Boeing 787: Engine Surge During Flight Tests

The causes of a Trent 1000 engine surge that has grounded flight tests of the first Boeing 787 at Roswell, New Mexico are currently being investigated by Boeing and Rolls-Royce.

Boeing also is assessing whether the latest engine incident may cause further slips in the hard-pressed 787 delivery schedule. The failure occurred on Sept. 10 during ground tests of the first 787, ZA001, which was at Roswell for Block 1 rejected takeoff work, plus brake demonstration certification and stability and control tests. The aircraft, which has been based at Edwards Air Force Base in California, for most of August for runway performance work, was on its second visit to Roswell, having earlier been there for wet runway testing.

According to Boeing, the ZA001 “experienced an engine surge during testing on Friday afternoon. The event occurred prior to takeoff and the crew completed the appropriate maneuvers. Back-up systems performed as designed, and the crew and the aircraft were safe throughout the event.”

Boeing adds that it is working with Rolls-Royce to “investigate the event and understand the root cause.” However it says early results, based on initial input from the “team on the ground in Roswell, indicate that this engine failure is not related to the test event in Derby.”

Last Aug. 2, a similar event occurred on a Package A initial delivery configuration engine running on Rolls-Royce’s Bed 58 indoor test site in Derby in the U.K. The engine suffered an uncontained, intermediate pressure, turbine-related failure due to what Rolls describes as tests in an “inappropriate operating regime.” The disruption caused by the engine problem, added to ongoing inspection issues with the horizontal stabilizer, forced Boeing to push back first 787 deliveries to launch customer All Nippon Airways to February 2011.

Of the latest incident, the manufacturer states, “It’s too early to determine if there will be any impact to schedule.
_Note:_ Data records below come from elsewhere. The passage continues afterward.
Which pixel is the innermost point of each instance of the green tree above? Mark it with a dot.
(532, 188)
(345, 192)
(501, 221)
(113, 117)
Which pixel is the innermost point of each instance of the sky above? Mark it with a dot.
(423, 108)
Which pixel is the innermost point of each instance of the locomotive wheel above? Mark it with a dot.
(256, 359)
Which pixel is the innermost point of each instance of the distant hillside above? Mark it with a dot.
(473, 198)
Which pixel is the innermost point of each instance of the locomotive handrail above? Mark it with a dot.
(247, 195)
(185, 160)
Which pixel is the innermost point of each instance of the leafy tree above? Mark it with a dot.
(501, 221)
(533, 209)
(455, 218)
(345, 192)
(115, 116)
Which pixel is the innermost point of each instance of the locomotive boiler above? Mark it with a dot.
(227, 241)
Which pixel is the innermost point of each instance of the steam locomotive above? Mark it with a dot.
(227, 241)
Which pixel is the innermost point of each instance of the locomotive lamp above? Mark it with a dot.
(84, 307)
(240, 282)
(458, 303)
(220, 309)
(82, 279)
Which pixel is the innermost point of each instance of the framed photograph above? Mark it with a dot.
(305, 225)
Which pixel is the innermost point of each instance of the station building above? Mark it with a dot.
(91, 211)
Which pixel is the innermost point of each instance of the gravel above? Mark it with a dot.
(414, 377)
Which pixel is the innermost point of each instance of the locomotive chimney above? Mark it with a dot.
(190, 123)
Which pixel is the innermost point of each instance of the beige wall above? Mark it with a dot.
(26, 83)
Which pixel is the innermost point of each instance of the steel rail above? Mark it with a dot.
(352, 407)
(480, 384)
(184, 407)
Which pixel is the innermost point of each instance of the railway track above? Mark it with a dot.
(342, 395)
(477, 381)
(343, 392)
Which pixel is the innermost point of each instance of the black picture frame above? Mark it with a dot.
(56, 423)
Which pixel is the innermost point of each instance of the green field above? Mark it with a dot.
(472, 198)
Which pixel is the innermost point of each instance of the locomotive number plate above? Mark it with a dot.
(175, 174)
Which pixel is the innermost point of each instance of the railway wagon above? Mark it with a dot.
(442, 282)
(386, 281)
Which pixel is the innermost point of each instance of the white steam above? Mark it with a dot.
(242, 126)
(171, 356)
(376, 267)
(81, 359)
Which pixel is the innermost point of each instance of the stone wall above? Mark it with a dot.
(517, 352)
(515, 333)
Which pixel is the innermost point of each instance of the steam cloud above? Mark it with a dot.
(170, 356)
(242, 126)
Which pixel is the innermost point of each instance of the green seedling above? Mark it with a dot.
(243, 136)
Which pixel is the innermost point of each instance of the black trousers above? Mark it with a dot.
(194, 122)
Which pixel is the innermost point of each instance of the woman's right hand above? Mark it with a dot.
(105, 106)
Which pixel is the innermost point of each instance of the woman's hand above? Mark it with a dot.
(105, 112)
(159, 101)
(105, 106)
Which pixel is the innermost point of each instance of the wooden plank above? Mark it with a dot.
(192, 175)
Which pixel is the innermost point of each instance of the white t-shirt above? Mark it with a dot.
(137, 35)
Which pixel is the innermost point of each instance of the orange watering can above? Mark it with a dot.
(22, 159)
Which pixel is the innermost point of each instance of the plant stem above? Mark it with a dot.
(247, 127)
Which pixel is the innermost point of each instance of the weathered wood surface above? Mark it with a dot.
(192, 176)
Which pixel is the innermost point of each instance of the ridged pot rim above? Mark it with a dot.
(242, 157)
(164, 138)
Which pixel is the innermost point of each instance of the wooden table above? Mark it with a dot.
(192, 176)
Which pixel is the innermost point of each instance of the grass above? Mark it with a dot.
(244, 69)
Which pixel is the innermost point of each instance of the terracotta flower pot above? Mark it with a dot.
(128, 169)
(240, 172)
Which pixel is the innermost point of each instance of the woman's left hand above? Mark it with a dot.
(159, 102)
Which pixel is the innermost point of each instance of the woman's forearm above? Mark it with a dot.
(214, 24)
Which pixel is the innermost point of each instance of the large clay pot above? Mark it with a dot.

We need to let the team do the necessary work to understand what happened and what caused it.” It adds, however, that “this appears to be an isolated incident, though a full study will be made to ensure thorough understanding.”

Boeing says that a flight test engine is available and that “the team is installing it in New Mexico and will resume testing soon.” Initial engine check-out flight tests are expected to take place as early as Sept. 17. If the engine tests are satisfactory, the ZA001 test team expects to resume brake and stability and control tests the following day.